Maréchal, c’est le peuple. Il aime les petits bistrots où le vin est bon, et il écoute avec plaisir une valse. Il chante Frou-Frou avec Lucile Panis. Il ignore ce qu’est le cadastre où qui était Pindare. Il a des copains. Ses copains sont comme lui. Ils font la guerre parce qu’ils ont été appelés, pas par devoir. Ils sont tous différents : acteur, ingénieur, mécanicien, professeur, tailleur… Mais ils sont ensemble et se serrent les coudes.
Et tous sont ensemble : Boeldieu avec les autres. Mais Boeldieu, malgré la promiscuité, reste Boeldieu, comme le dit Maréchal. Il ne se mélange pas : il porte des gants blancs et ne s’épanche pas avec ses hommes. Il fait même tout pour rester à l’écart, tout en participant aux préparatifs d’évasion. Il est avec eux, mais à l’écart. Pas étonnant que Boeldieu ne sera pas de la bonne tentative d’évasion.
Tout oppose Boeldieu et les autres : il porte des gants blancs ; il fréquente des restaurants de luxe (Fouquet’s, Maxim’s) quand les autres se nourrissent chez leur beau-frère ou dans un bistrot ; il fait des réussites quand les autres font de l’exercice.
Et Renoir nous le montre encore plus brillamment quand, à l’appel, il nous montre Boeldieu et Maréchal qui baillent. Alors que Boeldieu entrouvre la bouche en plaçant sa main devant, Maréchal ouvre une grande bouche à se décrocher la mâchoire.
Non, ces gens ne sont pas les mêmes. Il ne sont pas égaux.
C’est là qu’est la grande illusion.
On veut faire croire que la guerre rassemble les gens, alors qu’elle ne fait que souligner les différences.
Même dans les soldats, il y a des différences :
- Rosenthal est avant tout un Juif. Il se revendique comme tel à différents moments. Mais quand Maréchal est las de son évasion, il se lâche : « J’ai jamais pu blairer les Juifs ».
Et il n’est pas le seul. Il suffit de voir ce qui s’est passé pendant la deuxième guerre mondiale en France pour s’en convaincre.

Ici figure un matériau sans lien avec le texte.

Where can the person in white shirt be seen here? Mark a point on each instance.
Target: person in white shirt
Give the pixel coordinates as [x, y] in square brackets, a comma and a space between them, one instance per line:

- Dans le dortoir de Maréchal, on peut voir soldat noir. Probablement un tirailleur sénégalais. C’est un artiste. Il pratique la pyrogravure sur bois. Et quand il a terminé son œuvre, il s’approche de Maréchal et Rosenthal pour la leur montrer, leur demandant leur avis. Maréchal répond à peine, sans même regarder.
Cette illusion d’unité perdurera.
Deux ans plus tard, Maurice Chevalier chantera Ca fait d’excellents Français, décrivant les horizons différents d’où venaient les soldats de la Drôle de Guerre. Mais ces excellents Français y croyaient-ils encore ?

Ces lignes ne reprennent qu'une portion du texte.